Gabriele oggi è la ricorrenza del 35° anno dalla morte di tuo padre. Cosa è significato per te essere Gabriele Paparelli?

“E’ significato dover piangere ogni giorno il proprio papà. Ci sono stati aspetti molto brutti. Io e la mia famiglia abbiamo dovuto cambiare spesso casa per via di minacce e frasi ingiuriose. La cosa più bella è stata la dimostrazione d’affetto che il popolo laziale ci ha donato tutti giorni nel corso degli anni”.

Quando successe la tragedia tu avevi 8 anni. Che ricordo hai di tuo papà?

“Ricordo parecchie cose di lui, ci voleva molto bene. Era un uomo che lavorava molto, ma non faceva mai mancare l’affetto verso la sua famiglia. Le sue tre priorità erano: famiglia, lavoro e Lazio”.

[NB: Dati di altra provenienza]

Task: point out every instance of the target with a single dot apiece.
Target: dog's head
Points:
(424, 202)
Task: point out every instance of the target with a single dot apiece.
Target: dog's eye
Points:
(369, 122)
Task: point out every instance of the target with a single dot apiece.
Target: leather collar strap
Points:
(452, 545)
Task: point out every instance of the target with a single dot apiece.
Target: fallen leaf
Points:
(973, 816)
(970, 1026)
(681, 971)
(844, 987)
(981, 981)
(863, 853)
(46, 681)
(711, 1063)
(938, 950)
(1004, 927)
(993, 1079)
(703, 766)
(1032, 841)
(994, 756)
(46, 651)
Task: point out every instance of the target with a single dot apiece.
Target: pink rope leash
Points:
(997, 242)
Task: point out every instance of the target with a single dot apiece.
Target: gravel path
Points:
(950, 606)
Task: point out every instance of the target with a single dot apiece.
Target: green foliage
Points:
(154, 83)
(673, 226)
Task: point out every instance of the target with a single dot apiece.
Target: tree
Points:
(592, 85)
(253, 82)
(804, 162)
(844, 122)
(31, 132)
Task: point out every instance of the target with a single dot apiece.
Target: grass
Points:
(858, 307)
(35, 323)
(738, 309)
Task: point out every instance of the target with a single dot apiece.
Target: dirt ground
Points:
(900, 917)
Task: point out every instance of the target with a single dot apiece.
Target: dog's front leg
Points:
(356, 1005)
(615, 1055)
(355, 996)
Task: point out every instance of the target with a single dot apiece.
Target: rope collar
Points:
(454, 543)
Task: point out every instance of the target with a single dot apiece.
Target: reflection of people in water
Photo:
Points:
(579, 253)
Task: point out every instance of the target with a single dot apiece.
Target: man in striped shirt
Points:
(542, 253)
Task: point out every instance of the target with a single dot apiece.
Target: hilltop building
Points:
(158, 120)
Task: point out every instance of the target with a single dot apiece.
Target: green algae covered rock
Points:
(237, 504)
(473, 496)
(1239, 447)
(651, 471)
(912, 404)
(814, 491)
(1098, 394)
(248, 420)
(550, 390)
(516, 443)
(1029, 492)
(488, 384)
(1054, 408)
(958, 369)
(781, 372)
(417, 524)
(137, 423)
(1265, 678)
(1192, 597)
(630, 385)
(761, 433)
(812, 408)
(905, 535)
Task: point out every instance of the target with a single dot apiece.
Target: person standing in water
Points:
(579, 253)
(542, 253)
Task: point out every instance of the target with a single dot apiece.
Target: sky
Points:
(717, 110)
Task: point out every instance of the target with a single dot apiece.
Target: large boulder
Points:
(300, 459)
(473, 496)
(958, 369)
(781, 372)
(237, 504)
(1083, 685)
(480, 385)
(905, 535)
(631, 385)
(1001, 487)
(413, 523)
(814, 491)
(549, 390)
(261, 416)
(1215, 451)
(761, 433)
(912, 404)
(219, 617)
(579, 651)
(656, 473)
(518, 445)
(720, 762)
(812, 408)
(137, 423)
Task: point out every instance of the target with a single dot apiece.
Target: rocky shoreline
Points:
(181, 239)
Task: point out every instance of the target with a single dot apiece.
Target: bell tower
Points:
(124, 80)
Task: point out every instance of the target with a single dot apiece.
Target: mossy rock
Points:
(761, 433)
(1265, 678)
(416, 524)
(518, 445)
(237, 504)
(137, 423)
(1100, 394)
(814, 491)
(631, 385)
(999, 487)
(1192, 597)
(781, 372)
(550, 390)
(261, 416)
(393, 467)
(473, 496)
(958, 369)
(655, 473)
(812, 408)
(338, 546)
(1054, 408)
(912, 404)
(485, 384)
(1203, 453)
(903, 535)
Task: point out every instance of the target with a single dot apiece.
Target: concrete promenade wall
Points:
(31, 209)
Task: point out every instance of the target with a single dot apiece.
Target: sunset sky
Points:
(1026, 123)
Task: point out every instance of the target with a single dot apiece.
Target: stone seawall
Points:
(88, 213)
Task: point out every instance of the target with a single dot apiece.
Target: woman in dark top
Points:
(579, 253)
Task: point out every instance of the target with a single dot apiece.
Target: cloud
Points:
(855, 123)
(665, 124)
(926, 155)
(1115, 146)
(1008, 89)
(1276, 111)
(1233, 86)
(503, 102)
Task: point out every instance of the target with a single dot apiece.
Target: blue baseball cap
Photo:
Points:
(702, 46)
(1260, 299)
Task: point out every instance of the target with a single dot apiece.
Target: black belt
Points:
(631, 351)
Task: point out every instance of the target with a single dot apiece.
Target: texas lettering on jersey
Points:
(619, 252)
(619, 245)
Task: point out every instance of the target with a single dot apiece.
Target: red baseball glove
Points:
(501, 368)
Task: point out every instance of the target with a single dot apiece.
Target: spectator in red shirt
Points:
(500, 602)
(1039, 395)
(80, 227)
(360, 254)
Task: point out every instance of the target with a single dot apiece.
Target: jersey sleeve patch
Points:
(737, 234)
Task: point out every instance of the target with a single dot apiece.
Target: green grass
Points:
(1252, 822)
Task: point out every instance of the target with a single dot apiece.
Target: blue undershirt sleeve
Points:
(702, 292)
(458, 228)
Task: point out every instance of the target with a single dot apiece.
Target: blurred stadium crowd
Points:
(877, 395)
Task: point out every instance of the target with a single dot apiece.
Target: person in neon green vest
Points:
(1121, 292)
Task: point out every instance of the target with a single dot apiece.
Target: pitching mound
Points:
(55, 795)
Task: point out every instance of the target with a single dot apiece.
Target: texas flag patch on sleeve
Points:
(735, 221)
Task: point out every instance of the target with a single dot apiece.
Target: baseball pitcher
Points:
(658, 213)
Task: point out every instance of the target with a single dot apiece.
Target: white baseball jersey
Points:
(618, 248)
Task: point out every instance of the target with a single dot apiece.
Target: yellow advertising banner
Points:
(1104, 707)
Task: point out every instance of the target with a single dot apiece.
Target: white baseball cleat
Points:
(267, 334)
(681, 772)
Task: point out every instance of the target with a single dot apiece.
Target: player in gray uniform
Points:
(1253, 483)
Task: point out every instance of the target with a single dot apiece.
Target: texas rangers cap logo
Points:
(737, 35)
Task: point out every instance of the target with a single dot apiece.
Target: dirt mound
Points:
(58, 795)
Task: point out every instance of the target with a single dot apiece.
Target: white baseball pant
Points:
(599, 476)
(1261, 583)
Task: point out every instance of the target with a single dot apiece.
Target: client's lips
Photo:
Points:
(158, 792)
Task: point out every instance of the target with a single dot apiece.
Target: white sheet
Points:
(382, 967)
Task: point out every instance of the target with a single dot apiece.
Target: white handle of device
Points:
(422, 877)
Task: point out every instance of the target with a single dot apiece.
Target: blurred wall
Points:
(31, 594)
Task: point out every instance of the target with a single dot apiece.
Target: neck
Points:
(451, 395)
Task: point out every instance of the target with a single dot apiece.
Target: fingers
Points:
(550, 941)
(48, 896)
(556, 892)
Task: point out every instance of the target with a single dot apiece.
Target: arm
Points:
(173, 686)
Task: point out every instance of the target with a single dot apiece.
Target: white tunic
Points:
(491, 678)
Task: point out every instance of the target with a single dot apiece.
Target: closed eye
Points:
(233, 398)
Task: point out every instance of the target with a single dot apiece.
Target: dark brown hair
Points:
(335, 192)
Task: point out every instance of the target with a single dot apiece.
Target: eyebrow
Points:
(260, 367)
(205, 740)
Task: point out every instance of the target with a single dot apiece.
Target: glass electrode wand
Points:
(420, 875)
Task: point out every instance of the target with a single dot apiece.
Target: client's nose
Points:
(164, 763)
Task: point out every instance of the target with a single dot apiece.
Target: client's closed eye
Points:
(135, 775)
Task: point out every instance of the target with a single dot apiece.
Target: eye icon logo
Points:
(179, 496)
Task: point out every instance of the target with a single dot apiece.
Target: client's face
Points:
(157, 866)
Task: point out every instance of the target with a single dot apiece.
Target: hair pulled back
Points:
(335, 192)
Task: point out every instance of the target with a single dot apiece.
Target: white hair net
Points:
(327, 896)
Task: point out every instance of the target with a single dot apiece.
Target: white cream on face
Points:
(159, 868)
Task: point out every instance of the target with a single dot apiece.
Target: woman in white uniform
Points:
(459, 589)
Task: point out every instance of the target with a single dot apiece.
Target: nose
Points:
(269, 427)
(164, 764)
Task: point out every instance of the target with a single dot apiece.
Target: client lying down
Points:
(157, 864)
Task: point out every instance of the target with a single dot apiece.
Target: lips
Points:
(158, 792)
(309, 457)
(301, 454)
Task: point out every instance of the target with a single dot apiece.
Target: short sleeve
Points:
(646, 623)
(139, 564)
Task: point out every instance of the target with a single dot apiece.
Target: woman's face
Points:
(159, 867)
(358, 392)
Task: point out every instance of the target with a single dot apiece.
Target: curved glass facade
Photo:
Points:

Qual è stato il momento più bello da laziale e quello in cui ti sei più emozionato pensando a papà?

“Il momento più bello da laziale è legato allo Scudetto vinto con Cragnotti. Quello in cui mi sono emozionato di più pensando a papà è stato un Lazio-Messina di dieci anni fa. Feci un discorso in mezzo al campo e i tifosi fecero un applauso scrosciante. In quel momento sentii che mio padre era lì con me…”

Senti Gabriele, tu hai una bambina di 2 anni e mezzo, Giulia. L’hai mai portata allo stadio?

L’ho portata il 12 maggio scorso alla serata “Di Padre in Figlio”. Onestamente ancora non me la sento di portarla in una partita di campionato. Ogni volta vengo assalito da un misto di gioia e di paura”.

Che messaggio vorresti lanciare ai tifosi di tutta Italia?

“Lo sfottò è giusto e non deve mai mancare. Quello che dovrebbe uscire dal calcio è la violenza. Dietro il nome di mio padre c’era una famiglia che ha sofferto. Spero che, con la mia testimonianza, la gente capisca che lo stadio è un posto dove bisogna solamente tifare, non uccidere”.